Como explican los mismos trabajadores «al rededor de 900 personas tienen acceso a las instalaciones deportivas de manera gratuita a través de 40 entidades de Barcelona», esta labor pone especial énfasis en «mujeres que han sufrido maltrato, jóvenes extutelados, personas sin hogar y refugiados». Además, «también se realizan 18.000 servicios de ducha al año para personas necesitadas». Esto, explican, «puede cambiar una vida».

Y volvemos al principio, el agua, principio de vida.

En las últimas semanas la entidad se puso en tela de juicio ante la amenaza de un desahucio inminente debido a la reactivación de la licencia de obras a la propiedad. Ante la presión popular aparecieron los movimientos políticos.

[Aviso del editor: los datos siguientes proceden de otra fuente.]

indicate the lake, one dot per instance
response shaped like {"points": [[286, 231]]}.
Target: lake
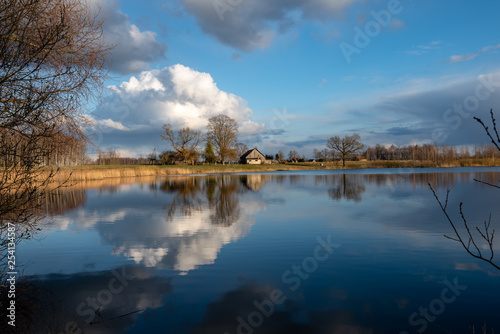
{"points": [[357, 251]]}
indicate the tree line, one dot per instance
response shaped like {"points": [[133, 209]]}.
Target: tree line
{"points": [[351, 148], [220, 142]]}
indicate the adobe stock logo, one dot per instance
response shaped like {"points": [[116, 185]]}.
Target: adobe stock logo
{"points": [[371, 30]]}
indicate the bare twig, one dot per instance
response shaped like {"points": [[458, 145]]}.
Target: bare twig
{"points": [[488, 131]]}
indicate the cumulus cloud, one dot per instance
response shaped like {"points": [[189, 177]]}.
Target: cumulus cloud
{"points": [[134, 49], [135, 110], [248, 25]]}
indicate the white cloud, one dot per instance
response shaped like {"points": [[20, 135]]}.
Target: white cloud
{"points": [[135, 110], [112, 124], [466, 57]]}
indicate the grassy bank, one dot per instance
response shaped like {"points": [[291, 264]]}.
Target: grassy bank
{"points": [[93, 172]]}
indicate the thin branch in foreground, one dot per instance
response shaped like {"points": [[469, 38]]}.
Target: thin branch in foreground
{"points": [[488, 131], [475, 251]]}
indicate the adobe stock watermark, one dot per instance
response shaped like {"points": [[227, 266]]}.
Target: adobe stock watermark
{"points": [[223, 6], [293, 278], [453, 116], [421, 319], [93, 304], [372, 29]]}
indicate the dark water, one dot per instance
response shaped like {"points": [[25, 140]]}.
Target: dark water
{"points": [[305, 252]]}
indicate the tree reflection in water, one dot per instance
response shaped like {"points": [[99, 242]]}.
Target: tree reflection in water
{"points": [[219, 194]]}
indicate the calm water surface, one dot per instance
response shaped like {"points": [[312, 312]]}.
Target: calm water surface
{"points": [[282, 252]]}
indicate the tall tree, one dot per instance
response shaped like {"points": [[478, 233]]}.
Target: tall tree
{"points": [[223, 133], [185, 141], [209, 153], [241, 149], [346, 146], [53, 61], [280, 156], [293, 155]]}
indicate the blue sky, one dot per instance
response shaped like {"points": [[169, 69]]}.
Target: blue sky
{"points": [[419, 72]]}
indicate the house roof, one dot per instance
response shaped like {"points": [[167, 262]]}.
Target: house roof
{"points": [[247, 153]]}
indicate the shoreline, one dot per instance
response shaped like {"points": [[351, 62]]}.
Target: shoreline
{"points": [[93, 172]]}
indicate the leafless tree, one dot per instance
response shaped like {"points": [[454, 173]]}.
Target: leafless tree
{"points": [[293, 154], [346, 146], [241, 149], [185, 141], [468, 240], [280, 156], [52, 62], [223, 133]]}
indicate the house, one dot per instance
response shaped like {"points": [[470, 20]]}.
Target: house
{"points": [[253, 157]]}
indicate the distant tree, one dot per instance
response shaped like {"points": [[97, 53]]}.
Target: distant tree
{"points": [[209, 153], [280, 156], [346, 146], [241, 149], [185, 141], [223, 133], [324, 154], [293, 155]]}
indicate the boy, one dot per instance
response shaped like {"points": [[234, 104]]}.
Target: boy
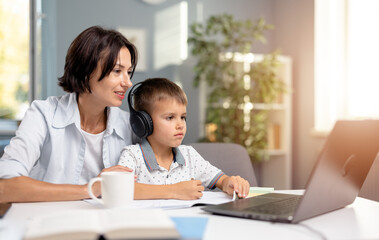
{"points": [[177, 171]]}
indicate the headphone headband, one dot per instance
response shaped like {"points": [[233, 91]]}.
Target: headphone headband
{"points": [[140, 121]]}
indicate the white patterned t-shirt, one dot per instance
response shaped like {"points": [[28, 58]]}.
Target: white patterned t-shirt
{"points": [[187, 164]]}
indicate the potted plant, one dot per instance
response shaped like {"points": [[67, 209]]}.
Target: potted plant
{"points": [[235, 80]]}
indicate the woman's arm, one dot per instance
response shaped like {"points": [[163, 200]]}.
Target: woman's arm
{"points": [[187, 190], [26, 189]]}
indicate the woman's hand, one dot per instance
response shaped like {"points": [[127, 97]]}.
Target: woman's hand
{"points": [[237, 184]]}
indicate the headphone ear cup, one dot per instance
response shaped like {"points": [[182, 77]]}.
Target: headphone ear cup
{"points": [[142, 124]]}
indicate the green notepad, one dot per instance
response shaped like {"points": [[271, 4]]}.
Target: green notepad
{"points": [[190, 227], [255, 191]]}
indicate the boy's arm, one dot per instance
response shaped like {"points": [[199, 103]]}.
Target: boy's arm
{"points": [[229, 184], [187, 190]]}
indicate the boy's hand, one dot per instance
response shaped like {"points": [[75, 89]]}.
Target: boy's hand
{"points": [[237, 184], [188, 190]]}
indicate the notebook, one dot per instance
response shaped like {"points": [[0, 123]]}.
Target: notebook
{"points": [[335, 181]]}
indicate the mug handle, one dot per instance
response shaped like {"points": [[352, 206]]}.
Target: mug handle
{"points": [[91, 182]]}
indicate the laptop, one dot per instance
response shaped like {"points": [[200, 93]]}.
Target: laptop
{"points": [[338, 175]]}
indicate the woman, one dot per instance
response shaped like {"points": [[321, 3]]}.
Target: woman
{"points": [[64, 141]]}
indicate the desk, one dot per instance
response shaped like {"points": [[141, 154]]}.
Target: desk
{"points": [[359, 220]]}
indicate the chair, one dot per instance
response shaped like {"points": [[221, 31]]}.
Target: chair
{"points": [[231, 158]]}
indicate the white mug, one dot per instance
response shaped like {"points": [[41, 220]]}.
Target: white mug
{"points": [[117, 189]]}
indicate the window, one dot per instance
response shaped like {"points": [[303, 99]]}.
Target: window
{"points": [[346, 66], [14, 58]]}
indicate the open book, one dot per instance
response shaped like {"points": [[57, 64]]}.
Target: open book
{"points": [[112, 224]]}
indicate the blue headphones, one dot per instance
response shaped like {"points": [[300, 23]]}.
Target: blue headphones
{"points": [[141, 122]]}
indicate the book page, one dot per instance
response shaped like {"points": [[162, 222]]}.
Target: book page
{"points": [[73, 224], [137, 223], [208, 198]]}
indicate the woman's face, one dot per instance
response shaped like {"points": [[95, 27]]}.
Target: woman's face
{"points": [[110, 91]]}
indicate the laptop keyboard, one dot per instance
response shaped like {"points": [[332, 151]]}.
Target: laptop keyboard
{"points": [[277, 208]]}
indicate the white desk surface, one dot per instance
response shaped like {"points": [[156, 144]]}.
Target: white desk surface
{"points": [[359, 220]]}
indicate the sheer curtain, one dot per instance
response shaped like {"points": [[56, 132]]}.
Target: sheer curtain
{"points": [[346, 61]]}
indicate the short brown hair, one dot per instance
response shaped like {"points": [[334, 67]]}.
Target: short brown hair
{"points": [[155, 89], [91, 46]]}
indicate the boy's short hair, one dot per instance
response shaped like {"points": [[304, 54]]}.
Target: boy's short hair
{"points": [[156, 89], [94, 45]]}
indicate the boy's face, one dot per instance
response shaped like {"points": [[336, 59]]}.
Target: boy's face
{"points": [[169, 119]]}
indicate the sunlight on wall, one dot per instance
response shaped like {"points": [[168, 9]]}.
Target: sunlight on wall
{"points": [[170, 40], [346, 49]]}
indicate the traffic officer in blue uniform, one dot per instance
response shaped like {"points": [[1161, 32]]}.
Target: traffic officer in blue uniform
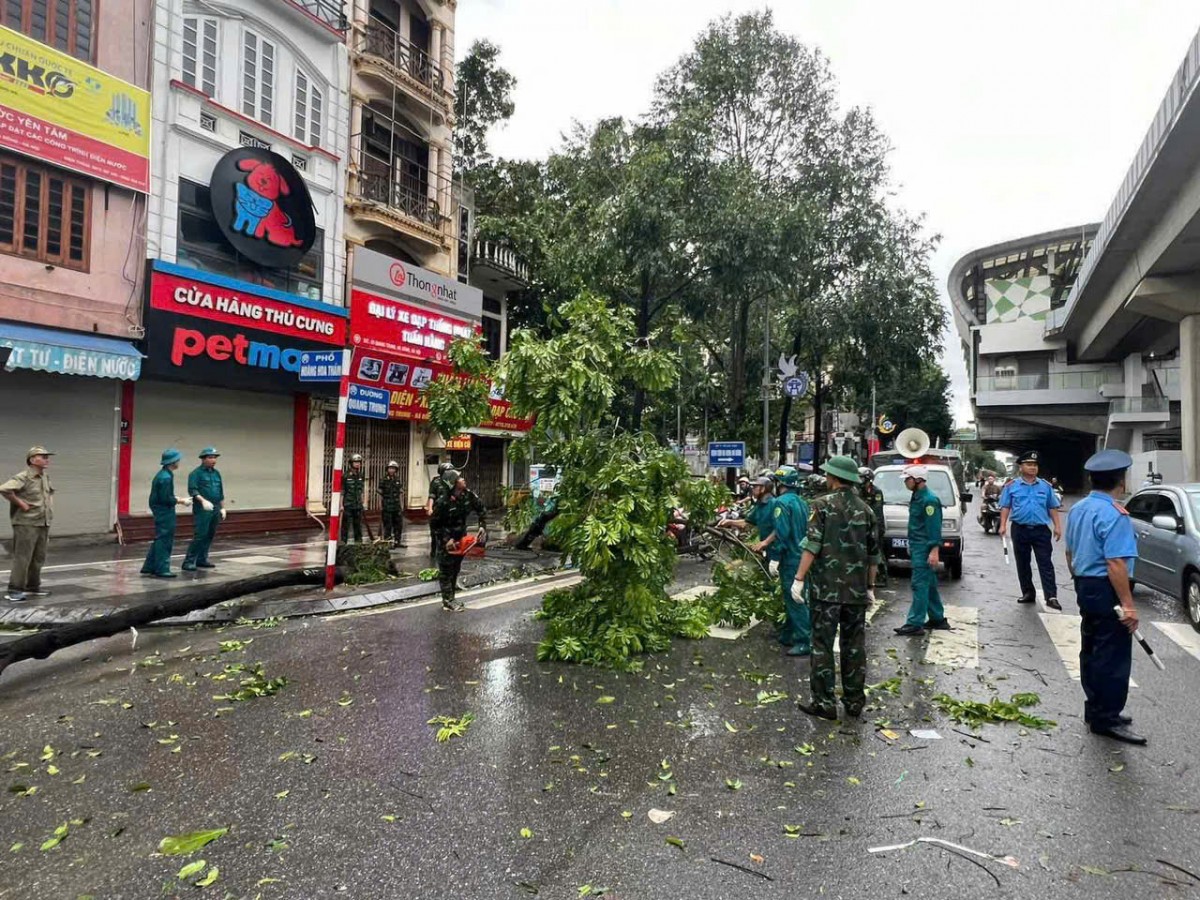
{"points": [[207, 490], [924, 551], [1030, 504], [1101, 552], [162, 504]]}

El Ayuntamiento de Barcelona, que la entidad se planteaba denunciar al haber reactivado dicha licencia, intercedió en la negociación ofreciendo una millonaria contrapropuesta para la entidad.

Ayer, a menos de un día para que se llevara a cabo el desahucio, el juzgado de primera instancia 5 de Barcelona acordaba la suspensión del Gimnàs Sant Pau sin fijar una nueva fecha, según ha informado el TSJC. Ahora continúan las negociaciones, 9’7 millones de euros están sobre la mesa.

Volvemos hacia atrás, el agua, principio de vida no puede depender de las operaciones mercantiles, llevándonos a una guerra hídrica, porque la especulación tiene estas cosas, implica que el derecho sea objeto inseguro que atenta, que no elige, sino que pone precio a las vidas y muertes que, agua per cápita, se suceden por el bolsillo del poder, ni tampoco puede depender de la decisión, derecho en mano, curiosamente, de una decisión judicial.